Selon Washington, des milliers d’Ukrainiens ont été emmenés «de force» en Russie et dans des «camps de filtration»

Selon Washington, des milliers d’Ukrainiens ont été emmenés «de force» en Russie et dans des «camps de filtration»
AFP / Stringer

Kiev a avancé le nombre de 1,2 million de personnes déportées par Moscou en Russie. Les autorités ukrainiennes dénoncent aussi l’existence de « camps de filtration » russes, souvent dans les territoires contrôlés par la Russie dans l’est de l’Ukraine, par où passent ces « déportés ».

« Les États-Unis estiment que les forces russes ont transféré au moins plusieurs milliers d’Ukrainiens dans ces +camps de filtration+, et évacué au moins plusieurs dizaines de milliers d’autres en Russie ou dans des territoires contrôlés par la Russie, parfois sans dire aux évacués quelle était leur destination finale », a déclaré jeudi l’ambassadeur américain auprès de l’Organisation pour la sécurité et la coopération en Europe (OSCE), Michael Carpenter.

« Ne serait-ce que depuis Marioupol », ville portuaire stratégique désormais quasiment contrôlée par la Russie, « nous estimons que les forces russes ont déplacé de force plusieurs milliers de civils vers le territoire russe », a-t-il ajouté dans un discours prononcé à Vienne, selon la transcription publiée par le département d’État américain.
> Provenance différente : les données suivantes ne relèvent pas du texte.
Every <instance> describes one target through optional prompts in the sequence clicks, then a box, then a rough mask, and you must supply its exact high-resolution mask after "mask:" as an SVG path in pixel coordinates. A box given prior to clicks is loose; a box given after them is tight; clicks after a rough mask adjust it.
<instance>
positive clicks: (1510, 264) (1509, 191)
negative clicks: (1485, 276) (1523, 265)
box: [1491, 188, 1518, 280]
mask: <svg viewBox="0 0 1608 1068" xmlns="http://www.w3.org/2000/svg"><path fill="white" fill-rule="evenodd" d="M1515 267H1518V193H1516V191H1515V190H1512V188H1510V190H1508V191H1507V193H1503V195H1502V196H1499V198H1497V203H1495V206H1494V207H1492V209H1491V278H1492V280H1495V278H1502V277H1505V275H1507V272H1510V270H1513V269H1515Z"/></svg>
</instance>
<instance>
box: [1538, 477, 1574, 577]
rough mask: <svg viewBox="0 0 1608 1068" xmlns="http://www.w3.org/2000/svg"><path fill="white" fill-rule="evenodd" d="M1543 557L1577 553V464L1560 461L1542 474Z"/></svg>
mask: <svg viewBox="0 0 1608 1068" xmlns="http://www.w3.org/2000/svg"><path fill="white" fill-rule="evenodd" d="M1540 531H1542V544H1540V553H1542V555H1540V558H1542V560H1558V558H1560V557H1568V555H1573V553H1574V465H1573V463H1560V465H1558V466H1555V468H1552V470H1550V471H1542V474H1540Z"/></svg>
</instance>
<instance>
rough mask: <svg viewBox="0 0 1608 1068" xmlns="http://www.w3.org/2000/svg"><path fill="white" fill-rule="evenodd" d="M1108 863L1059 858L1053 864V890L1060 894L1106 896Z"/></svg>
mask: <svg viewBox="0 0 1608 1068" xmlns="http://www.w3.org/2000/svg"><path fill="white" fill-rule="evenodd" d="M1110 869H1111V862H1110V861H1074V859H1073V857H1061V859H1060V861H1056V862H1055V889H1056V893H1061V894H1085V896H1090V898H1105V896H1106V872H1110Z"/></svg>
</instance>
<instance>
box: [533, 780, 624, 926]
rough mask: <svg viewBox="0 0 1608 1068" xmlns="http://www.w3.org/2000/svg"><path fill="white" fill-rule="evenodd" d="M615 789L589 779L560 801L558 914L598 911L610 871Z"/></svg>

Des « actes brutaux », des « crimes de guerre »

Le diplomate a évoqué des témoignages sur les « interrogatoires brutaux », assortis de « torture », subis dans ces « camps de filtration », visant à identifier toute personne avec « la moindre allégeance à l’Ukraine ».

« Beaucoup de récits font état de confiscation des téléphones portables des détenus » voire de leurs passeports, « de mots de passe obtenus sous la contrainte, de réseaux sociaux et messageries passés au crible en quête de tout signe d’opposition à la guerre barbare menée par la Russie contre l’Ukraine », a-t-il détaillé.

« Selon ces informations, ceux qui sont jugés pro-Ukraine sont transférés dans la soi-disant ‘république populaire de Donetsk’», contrôlée par les séparatistes prorusses dans l’est de l’Ukraine, « où ils font face à un sinistre sort », a encore dénoncé l’ambassadeur Carpenter.

« Ces actes constituent des crimes de guerre », a-t-il protesté. « La Russie sait bien » que de tels « déplacements forcés » sont « contraires au droit humanitaire international », a-t-il insisté.

Selon une responsable du gouvernement ukrainien, Lioudmila Denissova, « plus de 1,19 million » Ukrainiens, « y compris plus de 200.000 enfants, ont été déportés vers la Fédération de Russie ».